# Microsoft Office Application Help - Excel Help forum > Excel Programming / VBA / Macros >  >  FFT in Excel

## dharshanie

Hi!

Can anyone please tell me how I could calculate FFT (Fast Fourier Transform) of a certain range of values in excel? Any sort of help would be greatly appreciated. Even if could point me to some place useful, I'd be grateful. I've tried googling but have had no luck except for paid software packages. I don't think it's that complex but please feel free to correct me.

Thanks

Dharshie

----------


## Tom Ogilvy

If you add the Analysis toolpak in Tools=>Addins, then it will add an
Analysis entry to the Tools menu.  One of the the choices under analysis is
Fourier Analysis.  I believe this is what you want.  See Fast Fourier
Transform in Excel Help.

--
Regards,
Tom Ogilvy


"dharshanie" <dharshanie.23g3hz_1140300001.8563@excelforum-nospam.com> wrote
in message news:dharshanie.23g3hz_1140300001.8563@excelforum-nospam.com...
>
> Hi!
>
> Can anyone please tell me how I could calculate FFT (Fast Fourier
> Transform) of a certain range of values in excel? Any sort of help
> would be greatly appreciated. Even if could point me to some place
> useful, I'd be grateful. I've tried googling but have had no luck
> except for paid software packages.
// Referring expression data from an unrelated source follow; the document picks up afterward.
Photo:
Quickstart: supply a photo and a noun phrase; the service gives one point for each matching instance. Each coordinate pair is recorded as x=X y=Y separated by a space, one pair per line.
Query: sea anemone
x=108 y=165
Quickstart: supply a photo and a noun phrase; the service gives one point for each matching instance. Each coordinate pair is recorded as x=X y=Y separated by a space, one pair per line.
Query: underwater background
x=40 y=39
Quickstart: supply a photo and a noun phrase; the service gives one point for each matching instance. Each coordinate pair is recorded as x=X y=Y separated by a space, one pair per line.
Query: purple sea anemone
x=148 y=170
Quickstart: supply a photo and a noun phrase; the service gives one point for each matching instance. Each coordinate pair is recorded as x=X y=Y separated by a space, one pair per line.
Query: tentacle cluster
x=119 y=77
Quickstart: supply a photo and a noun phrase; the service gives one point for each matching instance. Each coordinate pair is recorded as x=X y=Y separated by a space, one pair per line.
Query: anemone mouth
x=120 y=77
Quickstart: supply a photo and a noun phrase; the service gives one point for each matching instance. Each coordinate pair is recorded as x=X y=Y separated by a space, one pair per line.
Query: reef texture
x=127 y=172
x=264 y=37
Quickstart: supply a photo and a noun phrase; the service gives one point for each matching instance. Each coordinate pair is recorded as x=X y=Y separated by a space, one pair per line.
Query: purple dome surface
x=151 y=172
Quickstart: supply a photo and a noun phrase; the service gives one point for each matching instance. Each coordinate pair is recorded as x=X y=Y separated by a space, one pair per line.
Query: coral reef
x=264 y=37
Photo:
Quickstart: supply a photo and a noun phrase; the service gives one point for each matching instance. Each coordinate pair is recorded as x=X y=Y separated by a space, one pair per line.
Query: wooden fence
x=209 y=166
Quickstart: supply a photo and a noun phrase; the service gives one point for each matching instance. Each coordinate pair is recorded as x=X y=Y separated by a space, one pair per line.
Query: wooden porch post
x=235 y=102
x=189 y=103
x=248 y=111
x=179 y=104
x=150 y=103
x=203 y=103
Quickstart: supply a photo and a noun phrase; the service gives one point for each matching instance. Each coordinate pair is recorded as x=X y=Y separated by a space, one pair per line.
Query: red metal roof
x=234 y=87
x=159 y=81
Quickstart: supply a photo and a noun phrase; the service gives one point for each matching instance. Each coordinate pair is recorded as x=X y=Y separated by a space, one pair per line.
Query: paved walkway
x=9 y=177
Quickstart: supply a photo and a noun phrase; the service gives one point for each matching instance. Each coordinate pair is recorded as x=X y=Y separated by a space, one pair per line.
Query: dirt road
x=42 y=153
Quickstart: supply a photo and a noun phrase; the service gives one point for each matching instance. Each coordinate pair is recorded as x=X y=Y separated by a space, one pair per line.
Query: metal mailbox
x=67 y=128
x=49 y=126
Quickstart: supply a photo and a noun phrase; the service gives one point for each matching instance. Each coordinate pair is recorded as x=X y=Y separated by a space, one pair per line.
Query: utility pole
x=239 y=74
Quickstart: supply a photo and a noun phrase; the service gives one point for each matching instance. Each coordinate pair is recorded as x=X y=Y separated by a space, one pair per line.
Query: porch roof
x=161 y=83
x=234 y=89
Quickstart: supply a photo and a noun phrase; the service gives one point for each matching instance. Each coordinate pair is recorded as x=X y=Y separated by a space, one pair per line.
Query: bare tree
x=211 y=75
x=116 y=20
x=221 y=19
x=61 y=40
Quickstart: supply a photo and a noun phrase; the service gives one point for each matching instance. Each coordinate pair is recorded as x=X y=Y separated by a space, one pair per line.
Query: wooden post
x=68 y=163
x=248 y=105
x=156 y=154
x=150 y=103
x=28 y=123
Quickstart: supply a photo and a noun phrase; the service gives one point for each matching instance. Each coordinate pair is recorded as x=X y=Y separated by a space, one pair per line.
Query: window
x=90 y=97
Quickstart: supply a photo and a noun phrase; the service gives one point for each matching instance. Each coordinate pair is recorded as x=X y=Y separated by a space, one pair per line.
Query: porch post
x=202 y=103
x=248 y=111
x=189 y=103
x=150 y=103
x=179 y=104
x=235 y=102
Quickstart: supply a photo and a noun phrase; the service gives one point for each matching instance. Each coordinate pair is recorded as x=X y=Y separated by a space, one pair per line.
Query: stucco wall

I don't think it's that complex but
> please feel free to correct me.
>
> Thanks
>
> Dharshie
>
>
> --
> dharshanie
> ------------------------------------------------------------------------
> dharshanie's Profile:
http://www.excelforum.com/member.php...o&userid=23673
> View this thread: http://www.excelforum.com/showthread...hreadid=514054
>

----------


## dharshanie

Thank you sooooooo much for helping me find FFT in Excel. . . However now I need to plot a graph with these FFT values- as in how do i plot graphs for complex numbers that have an imaginary value?

Basically what I want is a frequency spectrum of the FFT data I have from my results. Can excel do this for me?

----------


## Dana DeLouis

One common way is to just plot the absolute value of the complex number.
=IMABS(A1)

--
HTH.  :>)
Dana DeLouis
Windows XP, Office 2003


"dharshanie" <dharshanie.23htzy_1140381001.9147@excelforum-nospam.com> wrote
in message news:dharshanie.23htzy_1140381001.9147@excelforum-nospam.com...
>
> Thank you sooooooo much for helping me find FFT in Excel. . . However
> now I need to plot a graph with these FFT values- as in how do i plot
> graphs for complex numbers that have an imaginary value?
>
> Basically what I want is a frequency spectrum of the FFT data I have
> from my results. Can excel do this for me?
>
>
> --
> dharshanie
> ------------------------------------------------------------------------
> dharshanie's Profile:
> http://www.excelforum.com/member.php...o&userid=23673
> View this thread: http://www.excelforum.com/showthread...hreadid=514054
>

----------